Identifiers
- Symbol: GNPTAB
- Alt. symbols: GNPTA
- NCBI gene: 79158
- HGNC: 29670
- OMIM: 607840
- RefSeq: NM_024312
- UniProt: Q3T906

Other data
- Locus: Chr. 12 q23.3

Search for
- Structures: Swiss-model
- Domains: InterPro

= N-acetylglucosamine-1-phosphate transferase =

Mammalian protein found in Homo sapiens

N-acetylglucosamine-1-phosphate transferase (GlcNAc-1-phosphotransferase) is a transferase enzyme.

==Function==

It is made up of two alpha (α), two betas (β), and two gammas (γ) subunits. GNPTAB produces the alpha and beta subunits, GNPTG produces the gamma subunit.
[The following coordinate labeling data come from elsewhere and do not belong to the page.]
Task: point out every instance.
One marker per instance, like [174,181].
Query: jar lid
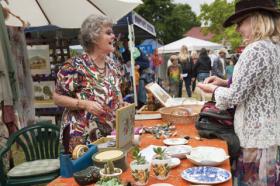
[103,156]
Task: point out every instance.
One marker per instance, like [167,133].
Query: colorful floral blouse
[80,78]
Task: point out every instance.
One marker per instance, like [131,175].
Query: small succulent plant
[109,167]
[159,153]
[136,155]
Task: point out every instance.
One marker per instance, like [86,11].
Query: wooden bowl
[183,114]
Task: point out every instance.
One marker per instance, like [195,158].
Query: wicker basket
[183,114]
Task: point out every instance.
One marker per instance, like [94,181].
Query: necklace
[101,70]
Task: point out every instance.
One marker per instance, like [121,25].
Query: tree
[180,20]
[170,20]
[213,15]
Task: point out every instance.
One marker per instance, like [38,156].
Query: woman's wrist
[80,104]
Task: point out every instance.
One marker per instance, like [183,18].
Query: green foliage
[159,153]
[213,16]
[109,167]
[136,155]
[107,181]
[170,20]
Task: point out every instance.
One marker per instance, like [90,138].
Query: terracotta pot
[161,168]
[117,173]
[140,173]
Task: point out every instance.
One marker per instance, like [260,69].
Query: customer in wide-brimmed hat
[255,91]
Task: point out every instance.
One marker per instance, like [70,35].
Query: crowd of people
[188,67]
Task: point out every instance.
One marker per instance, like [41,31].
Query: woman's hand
[214,80]
[208,88]
[93,107]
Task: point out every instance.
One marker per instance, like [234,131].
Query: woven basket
[183,114]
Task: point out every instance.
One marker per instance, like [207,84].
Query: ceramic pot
[162,167]
[87,176]
[140,173]
[116,174]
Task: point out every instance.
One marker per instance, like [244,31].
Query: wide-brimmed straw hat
[244,7]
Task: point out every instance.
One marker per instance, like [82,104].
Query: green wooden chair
[40,144]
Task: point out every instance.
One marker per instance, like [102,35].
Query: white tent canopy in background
[65,13]
[191,43]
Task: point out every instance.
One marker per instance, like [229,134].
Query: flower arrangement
[140,167]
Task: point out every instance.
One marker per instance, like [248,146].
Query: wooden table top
[148,139]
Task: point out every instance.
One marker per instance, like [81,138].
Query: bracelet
[78,104]
[215,89]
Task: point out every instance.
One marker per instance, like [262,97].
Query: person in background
[230,67]
[186,65]
[223,60]
[194,57]
[174,76]
[142,64]
[156,61]
[202,67]
[255,92]
[216,65]
[88,86]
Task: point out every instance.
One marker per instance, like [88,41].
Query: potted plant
[140,167]
[161,164]
[109,171]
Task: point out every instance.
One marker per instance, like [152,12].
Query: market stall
[175,177]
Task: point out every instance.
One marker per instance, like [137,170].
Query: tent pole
[131,38]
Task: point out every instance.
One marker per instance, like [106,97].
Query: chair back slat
[41,146]
[45,142]
[21,141]
[33,134]
[53,144]
[30,145]
[32,140]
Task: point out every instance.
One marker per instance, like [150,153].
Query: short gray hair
[91,29]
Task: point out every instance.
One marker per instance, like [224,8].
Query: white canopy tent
[191,43]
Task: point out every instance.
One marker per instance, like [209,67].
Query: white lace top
[255,91]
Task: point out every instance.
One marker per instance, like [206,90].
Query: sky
[195,4]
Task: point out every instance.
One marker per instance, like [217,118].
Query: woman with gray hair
[88,86]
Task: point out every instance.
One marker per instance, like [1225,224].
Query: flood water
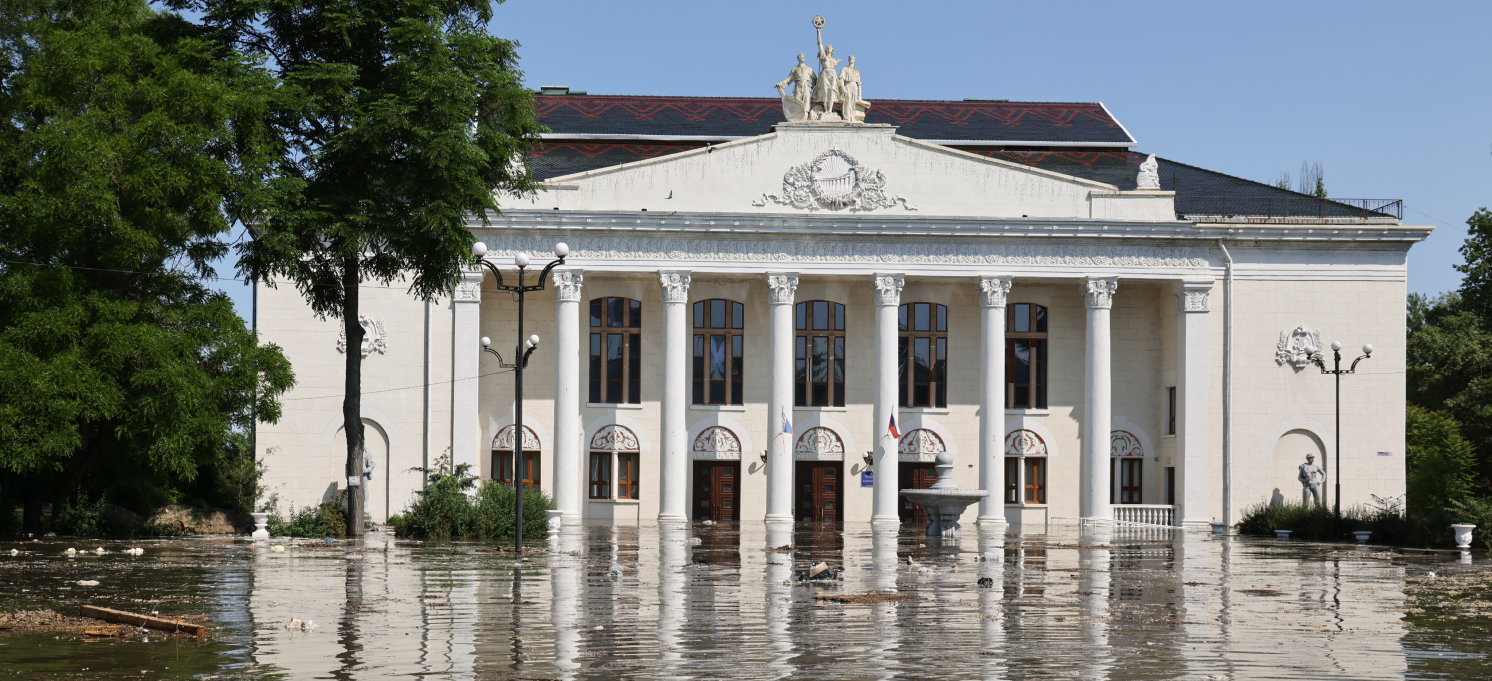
[722,602]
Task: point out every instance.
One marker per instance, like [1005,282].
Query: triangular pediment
[845,169]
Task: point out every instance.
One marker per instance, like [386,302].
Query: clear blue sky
[1392,99]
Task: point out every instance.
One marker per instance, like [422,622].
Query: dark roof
[719,118]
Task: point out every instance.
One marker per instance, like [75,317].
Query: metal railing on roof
[1288,209]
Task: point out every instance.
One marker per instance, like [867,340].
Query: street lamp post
[519,362]
[1339,371]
GlcNAc-1-phosphotransferase functions to prepare newly made enzymes for lysosome transportation (lysosomal hydrolases to the lysosome). Lysosomes, a part of an animal cell, helps break down large molecules into smaller ones that can be reused. GlcNAc-1-phosphotransferase phosphorylates carbon 6 of one or more mannosyl residues of N-linked glycoproteins being processed in the Golgi apparatus. UDP-GLcNAc provides the phosphate in a reaction catalysed by this enzyme. M6P acts as an indicator of whether a hydrolase should be transported to the lysosome or not. Once a hydrolase indicates an M6P, it can be transported to a lysosome. Surprisingly some lysosomal enzymes are only tagged at a rate of 5% or lower.

==Clinical significance==
It is associated with the following conditions:
- mucolipidosis II alpha/beta (I-cell disease) - GNPTAB
- mucolipidosis III alpha/beta (pseudo-Hurler polydystrophy) - GNPTAB
- mucolipidosis III gamma - GNPTG
- stuttering (Kang et al., 2010)

In melanocytic cells, GNPTG gene expression may be regulated by MITF.